Former NBA player Chris Herren recently visited Frederick Community College and opened up about rampant drug-use that ruined his career. He attempted to dissuade those in attendance from turning to opiates and other drugs.
Herren seemed as if he had the world at his fingertips as a teenager. The native of Fall River, Massachusetts garnered massive attention from college basketball recruiters across the country as a senior in high school. Herren was named a McDonald’s All-American that year, an accolade that roughly 22 of the nation’s best high school basketball players receive annually. Although his future seemed bright, his career followed down a dark path, starting the very next year at Boston College.
“I had no idea, when I was 18, that this one line of cocaine would take me over 14 years to defeat,” Herren said of his first encounter with illicit drugs.
Herren described the downward spiral that got him kicked out of Boston College, his dream school, and left him with little to turn toward. Eventually, he found refuge at Fresno State University, where he finished out his collegiate career under hall-of-fame coach Jerry Tarkanian. The Denver Nuggets selected Herren with the 33rd pick of the 1999 NBA Draft, taking a gamble on a talented player with a troublesome past. Soon after, a former high school friend tracked Herren down and introduced him to Oxycontin.
“I had no idea that this little 40-milligram pill would lead to 1600 milligrams of Oxy daily,” Herren said. “I had no clue that a $20 pill would lead to a $25,000 per month habit.”
Herren reached the point where he physically could not play unless he was high. Due to his increasing level of consumption, he felt the effects of withdrawal within a matter of hours.
The Denver Nuggets ended up trading Herren to the Boston Celtics the following offseason. The Celtics were his hometown team, one that he idolized as a kid growing up in Massachusetts.
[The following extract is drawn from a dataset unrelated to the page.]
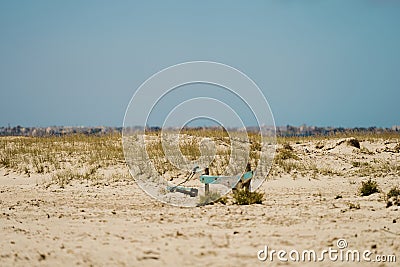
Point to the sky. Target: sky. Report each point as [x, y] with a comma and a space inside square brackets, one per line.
[323, 63]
His demons followed him home, however, and Herren was unable to stay off of the painkillers.
In just two years, Herren’s habit forced him out of the NBA. He left the United States to play professionally overseas, where he was introduced to yet another hard drug: Heroin.
It wouldn’t be until the age of 32, after a number of relapses, a near-miss with death, and extensive rehabilitation that Herren would finally escape the clutches of drug abuse.
His appearance couldn’t come at a more opportune time for Frederick County, as heroin and opioid overdoses are quickly rising in the area. As of Oct. 4, a billboard sponsored by the Frederick County Sheriff’s Office reported 93 heroin and opioid overdoses in the county this year. Thirty-one of them resulting in deaths.
Since Herren’s appearance was a community event, he took some time to field questions and comments from the crowd of around 300. Former FCC student and recovering addict Christian Fotos-Lawton received much applause from the audience after he stood up and shared his story.
“You show the people in this room that I’m a son, I’m a friend, and that I’m much more than an addict,” said Fotos-Lawton. “Coming here tonight, I didn’t want to tell anyone that these marks on my arms are what caused me to fail out of this school and get evicted from my apartment three years ago. But today I can stand tall thanks to people like you.”
After the event, Jeanni Winston-Muir, the director of FCC’s Center for Student Engagement, told Fotos-Lawton she would do whatever is necessary to help him re-enroll at FCC.
Other attendees shared their stories and asked Herren questions about drug abuse recovery and prevention.
According to Herren, who has been drug-free for nine years and sharing his story publicly for the last seven, the event was one of more than 250 planned for high schools and communities throughout the year.
“We need to invest more in our children,” Herren said. “We need to make sure that they’re well, and that they never have a reason to turn to drugs in the first place.”